The experts’ advice on choosing the best national bank for you
To learn more about what makes a good national bank and how to choose the best fit, four experts weighed in:
Here’s what they had to say about finding a bank. (Some text may be lightly edited for clarity.)
How can someone determine whether a bank is the right fit for them?
Mykail James, CFEI:
“The No. 1 thing about a checking account is you should know what provider the debit card is coming from. And a lot of people don’t think about that, because there are places that don’t accept MasterCard or don’t accept an Amex.”
Laura Grace Tarpley, Personal Finance Insider:
“I would look for the bank that charges you the least in fees. This means either no monthly fees, or you qualify to waive the monthly fees. If you never overdraw from your account, then a bank’s overdraft fees won’t matter much to you. But if you occasionally overdraw, then I’d look at the fees or overdraft protection options.”
What should someone look for in a brick-and-mortar bank?
Tania Brown, CFP:
“How can that bank grow with you? If you are 25, single or newly married, and all you need is a checking account, that’s going to look very different 15 years from now when you may have had a couple of jobs, you may have an IRA roll over, or you may want a financial adviser.”
Mykail James, CFEI:
“How accessible it is. So where are the branches? And if I am to go out of town or something, how accessible is my money to me?”

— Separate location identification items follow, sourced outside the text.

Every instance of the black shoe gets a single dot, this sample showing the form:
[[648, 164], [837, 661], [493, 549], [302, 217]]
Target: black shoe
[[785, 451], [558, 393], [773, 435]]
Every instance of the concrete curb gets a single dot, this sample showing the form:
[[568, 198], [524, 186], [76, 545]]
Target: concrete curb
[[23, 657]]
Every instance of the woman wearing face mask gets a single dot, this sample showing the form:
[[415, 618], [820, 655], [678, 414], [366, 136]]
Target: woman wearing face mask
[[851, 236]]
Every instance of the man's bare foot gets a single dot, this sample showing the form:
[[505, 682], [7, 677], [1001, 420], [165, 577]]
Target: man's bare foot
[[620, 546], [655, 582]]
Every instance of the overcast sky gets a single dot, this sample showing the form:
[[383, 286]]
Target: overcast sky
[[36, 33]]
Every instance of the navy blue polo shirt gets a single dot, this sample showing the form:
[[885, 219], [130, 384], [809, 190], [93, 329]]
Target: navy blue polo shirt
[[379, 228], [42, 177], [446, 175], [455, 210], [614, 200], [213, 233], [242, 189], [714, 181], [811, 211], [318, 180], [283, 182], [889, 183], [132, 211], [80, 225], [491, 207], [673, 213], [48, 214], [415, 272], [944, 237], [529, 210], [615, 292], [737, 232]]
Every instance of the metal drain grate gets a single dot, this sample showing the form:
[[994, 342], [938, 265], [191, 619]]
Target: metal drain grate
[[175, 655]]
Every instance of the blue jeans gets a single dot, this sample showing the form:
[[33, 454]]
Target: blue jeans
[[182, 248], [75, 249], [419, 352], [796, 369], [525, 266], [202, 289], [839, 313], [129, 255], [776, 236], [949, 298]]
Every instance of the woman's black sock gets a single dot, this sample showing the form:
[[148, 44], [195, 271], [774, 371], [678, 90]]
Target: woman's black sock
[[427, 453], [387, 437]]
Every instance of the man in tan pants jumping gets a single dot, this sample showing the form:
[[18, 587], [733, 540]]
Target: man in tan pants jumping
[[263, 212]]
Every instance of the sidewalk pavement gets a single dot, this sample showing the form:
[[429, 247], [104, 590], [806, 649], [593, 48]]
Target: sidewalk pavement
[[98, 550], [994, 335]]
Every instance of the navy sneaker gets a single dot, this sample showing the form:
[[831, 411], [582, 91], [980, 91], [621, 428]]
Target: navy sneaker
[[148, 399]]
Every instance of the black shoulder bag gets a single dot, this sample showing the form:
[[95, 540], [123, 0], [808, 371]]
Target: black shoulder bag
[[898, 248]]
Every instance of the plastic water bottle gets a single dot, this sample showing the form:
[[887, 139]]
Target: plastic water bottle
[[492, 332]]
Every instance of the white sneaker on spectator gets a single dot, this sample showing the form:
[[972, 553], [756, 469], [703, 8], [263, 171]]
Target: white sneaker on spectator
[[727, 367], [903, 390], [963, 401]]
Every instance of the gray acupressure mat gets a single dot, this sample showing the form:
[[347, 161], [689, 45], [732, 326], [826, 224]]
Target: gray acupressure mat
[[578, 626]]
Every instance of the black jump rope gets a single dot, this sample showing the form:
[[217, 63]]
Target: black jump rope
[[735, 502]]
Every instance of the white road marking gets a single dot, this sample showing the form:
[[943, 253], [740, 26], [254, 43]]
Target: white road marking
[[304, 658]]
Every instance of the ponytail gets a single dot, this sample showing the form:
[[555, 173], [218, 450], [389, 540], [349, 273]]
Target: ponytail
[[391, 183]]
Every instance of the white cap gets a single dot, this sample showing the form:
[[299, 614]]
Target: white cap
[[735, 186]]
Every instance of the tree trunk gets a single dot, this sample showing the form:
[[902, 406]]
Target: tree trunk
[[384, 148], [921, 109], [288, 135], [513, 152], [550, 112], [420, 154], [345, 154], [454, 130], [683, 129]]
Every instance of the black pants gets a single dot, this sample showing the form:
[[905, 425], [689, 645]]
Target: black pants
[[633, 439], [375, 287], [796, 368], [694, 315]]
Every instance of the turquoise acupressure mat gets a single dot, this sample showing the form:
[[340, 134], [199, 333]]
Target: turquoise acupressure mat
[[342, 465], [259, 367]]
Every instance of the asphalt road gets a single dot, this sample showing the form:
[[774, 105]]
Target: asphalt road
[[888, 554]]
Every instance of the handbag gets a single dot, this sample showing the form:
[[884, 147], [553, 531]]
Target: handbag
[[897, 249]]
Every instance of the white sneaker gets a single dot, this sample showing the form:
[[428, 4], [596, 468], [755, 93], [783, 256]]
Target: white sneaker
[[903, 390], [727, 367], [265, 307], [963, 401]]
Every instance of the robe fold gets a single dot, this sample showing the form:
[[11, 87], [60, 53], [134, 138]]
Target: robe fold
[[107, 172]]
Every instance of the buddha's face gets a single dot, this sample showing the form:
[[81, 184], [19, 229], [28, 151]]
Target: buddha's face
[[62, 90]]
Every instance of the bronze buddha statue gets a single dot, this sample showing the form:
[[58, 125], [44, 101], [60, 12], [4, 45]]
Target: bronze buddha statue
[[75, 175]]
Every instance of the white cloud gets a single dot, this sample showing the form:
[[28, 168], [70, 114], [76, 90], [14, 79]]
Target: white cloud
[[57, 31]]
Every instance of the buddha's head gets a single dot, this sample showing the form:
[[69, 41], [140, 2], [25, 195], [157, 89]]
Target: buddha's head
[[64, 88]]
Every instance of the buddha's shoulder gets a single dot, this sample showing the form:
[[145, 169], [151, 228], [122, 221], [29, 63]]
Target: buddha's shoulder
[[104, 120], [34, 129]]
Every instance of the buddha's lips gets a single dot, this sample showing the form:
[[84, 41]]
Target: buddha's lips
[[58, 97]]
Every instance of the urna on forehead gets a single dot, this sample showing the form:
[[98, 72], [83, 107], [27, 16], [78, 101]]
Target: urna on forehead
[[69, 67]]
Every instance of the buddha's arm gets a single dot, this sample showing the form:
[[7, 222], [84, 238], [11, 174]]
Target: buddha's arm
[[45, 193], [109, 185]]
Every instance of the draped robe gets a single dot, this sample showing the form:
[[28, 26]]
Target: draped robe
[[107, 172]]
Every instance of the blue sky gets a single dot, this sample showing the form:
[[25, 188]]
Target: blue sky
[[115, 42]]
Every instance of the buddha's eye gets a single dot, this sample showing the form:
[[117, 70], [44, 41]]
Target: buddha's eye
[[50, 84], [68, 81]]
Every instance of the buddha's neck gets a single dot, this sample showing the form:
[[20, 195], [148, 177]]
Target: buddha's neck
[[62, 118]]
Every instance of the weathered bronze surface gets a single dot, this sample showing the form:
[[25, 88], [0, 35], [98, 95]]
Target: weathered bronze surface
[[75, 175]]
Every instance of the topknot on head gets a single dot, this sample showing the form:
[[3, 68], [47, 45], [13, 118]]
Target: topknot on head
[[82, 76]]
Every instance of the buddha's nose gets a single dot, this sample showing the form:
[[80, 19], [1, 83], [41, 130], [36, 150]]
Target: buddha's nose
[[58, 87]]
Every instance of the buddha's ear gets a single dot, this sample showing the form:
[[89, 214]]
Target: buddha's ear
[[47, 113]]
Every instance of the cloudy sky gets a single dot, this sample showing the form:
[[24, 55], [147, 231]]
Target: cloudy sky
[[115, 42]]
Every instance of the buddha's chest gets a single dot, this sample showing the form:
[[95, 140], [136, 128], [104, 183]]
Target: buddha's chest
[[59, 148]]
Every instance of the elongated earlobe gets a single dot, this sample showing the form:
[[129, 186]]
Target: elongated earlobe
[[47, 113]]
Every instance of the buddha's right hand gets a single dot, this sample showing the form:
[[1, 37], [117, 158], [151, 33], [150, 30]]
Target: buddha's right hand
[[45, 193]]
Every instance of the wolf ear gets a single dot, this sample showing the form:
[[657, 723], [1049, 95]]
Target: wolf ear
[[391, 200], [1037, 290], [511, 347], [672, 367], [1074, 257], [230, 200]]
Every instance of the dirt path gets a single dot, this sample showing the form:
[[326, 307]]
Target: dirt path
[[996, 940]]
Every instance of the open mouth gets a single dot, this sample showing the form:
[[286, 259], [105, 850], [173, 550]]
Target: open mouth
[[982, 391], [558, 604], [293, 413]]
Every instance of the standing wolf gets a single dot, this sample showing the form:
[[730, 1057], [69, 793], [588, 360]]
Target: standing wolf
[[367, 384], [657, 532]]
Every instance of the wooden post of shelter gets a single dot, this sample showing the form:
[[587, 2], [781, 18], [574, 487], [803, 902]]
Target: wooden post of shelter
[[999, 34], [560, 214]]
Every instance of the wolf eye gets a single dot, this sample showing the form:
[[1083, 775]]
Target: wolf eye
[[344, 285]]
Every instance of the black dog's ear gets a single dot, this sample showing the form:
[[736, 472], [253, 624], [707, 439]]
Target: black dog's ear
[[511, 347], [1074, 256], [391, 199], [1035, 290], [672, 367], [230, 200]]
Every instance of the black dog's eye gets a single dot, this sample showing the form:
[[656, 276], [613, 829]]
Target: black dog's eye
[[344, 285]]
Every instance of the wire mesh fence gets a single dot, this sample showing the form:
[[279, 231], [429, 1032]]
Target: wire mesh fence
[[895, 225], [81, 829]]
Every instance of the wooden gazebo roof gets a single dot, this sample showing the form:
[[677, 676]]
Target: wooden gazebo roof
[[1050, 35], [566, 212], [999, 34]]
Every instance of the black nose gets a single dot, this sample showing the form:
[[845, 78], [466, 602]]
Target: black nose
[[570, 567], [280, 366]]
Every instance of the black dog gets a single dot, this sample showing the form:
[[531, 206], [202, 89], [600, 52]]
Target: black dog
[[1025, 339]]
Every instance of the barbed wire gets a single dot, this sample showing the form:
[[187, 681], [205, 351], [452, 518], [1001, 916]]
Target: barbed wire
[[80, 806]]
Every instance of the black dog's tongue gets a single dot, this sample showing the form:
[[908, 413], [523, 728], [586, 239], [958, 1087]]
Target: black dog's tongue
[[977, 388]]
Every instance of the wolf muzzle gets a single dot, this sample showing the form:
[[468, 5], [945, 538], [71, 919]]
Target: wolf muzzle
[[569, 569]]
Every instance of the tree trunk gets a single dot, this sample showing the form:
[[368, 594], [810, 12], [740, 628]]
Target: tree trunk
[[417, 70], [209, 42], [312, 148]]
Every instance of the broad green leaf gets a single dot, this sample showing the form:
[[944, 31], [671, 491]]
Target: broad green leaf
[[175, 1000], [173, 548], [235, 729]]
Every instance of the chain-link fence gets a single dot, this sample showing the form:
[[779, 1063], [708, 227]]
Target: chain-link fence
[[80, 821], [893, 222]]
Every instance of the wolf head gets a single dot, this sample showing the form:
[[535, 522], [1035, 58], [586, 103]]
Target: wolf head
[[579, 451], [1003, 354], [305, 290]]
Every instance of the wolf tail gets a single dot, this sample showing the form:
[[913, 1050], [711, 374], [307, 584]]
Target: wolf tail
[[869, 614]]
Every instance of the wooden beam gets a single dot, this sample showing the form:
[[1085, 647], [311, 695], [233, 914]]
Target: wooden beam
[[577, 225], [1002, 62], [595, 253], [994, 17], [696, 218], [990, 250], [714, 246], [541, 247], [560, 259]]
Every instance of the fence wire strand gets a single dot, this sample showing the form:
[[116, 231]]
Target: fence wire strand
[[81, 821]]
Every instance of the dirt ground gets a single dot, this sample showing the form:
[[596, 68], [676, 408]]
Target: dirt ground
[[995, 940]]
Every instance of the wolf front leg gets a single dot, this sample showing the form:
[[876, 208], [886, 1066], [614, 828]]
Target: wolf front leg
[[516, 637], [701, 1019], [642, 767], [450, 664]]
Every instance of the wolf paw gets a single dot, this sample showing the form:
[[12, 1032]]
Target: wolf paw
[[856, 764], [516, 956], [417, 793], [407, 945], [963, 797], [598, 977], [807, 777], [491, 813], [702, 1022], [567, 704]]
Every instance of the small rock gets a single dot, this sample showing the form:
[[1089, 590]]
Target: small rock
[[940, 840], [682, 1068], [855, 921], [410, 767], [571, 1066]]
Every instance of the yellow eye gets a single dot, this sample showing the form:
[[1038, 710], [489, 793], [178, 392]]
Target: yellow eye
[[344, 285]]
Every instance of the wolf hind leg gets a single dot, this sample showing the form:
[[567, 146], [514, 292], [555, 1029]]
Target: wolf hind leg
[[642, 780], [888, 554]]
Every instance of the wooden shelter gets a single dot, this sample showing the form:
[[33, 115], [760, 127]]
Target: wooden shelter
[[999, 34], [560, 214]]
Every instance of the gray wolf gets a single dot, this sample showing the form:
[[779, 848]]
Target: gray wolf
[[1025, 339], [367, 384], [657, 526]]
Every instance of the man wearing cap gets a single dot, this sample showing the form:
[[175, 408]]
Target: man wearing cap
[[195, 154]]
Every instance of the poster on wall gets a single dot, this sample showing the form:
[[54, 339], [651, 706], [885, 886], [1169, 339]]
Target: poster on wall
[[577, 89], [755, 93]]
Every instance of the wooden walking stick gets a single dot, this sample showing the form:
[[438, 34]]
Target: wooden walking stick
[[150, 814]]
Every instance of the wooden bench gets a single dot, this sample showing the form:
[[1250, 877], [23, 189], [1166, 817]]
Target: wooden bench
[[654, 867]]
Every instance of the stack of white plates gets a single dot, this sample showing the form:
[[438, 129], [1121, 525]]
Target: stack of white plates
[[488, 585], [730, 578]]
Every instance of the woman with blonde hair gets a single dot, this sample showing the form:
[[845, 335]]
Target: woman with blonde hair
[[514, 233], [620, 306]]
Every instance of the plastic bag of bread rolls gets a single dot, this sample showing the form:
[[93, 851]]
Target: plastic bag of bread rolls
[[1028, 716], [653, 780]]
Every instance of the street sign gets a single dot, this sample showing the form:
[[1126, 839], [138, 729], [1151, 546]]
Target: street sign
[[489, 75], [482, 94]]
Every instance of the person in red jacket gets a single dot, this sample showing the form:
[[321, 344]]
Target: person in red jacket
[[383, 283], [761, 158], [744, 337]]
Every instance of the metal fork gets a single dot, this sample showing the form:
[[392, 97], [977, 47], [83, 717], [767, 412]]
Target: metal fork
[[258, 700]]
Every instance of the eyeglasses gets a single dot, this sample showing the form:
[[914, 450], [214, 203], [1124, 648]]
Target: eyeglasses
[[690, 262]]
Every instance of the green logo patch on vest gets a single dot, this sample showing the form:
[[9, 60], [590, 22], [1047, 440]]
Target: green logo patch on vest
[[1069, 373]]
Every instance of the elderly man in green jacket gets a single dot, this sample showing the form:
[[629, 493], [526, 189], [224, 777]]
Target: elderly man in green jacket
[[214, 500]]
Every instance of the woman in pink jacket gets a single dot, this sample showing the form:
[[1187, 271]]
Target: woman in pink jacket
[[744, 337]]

What should someone look for in an online bank?
Tania Brown, CFP:
“With an online bank, absolutely online customer service, because you do not have the advantage of walking inside and talking to a human being. How often are you able to get them? What are their hours?”
Roger Ma, CFP:
“How onerous the transfer process is, transferring money in and transferring money out. Is it same day, next day? Is it pretty easy to sync a brick-and-mortar checking account to this particular high-yield savings account?”
Mykail James, CFEI:
“When it comes to online banks, you want to be a little bit more strict about what type of interest rates they’re providing. That’s the biggest thing, because online banks are supposed to have the higher interest rate because they don’t have the overhead of the brick-and-mortar. You want to make sure that it’s well above the national average. What type of securities do they provide? Do they have two-factor identification? If it’s an online bank, they should definitely have — at the bare minimum — two-factor authentication in how easy it is to change your passwords and things like that, because you want to be a little more hypersensitive about the cyber security for a strictly online bank.”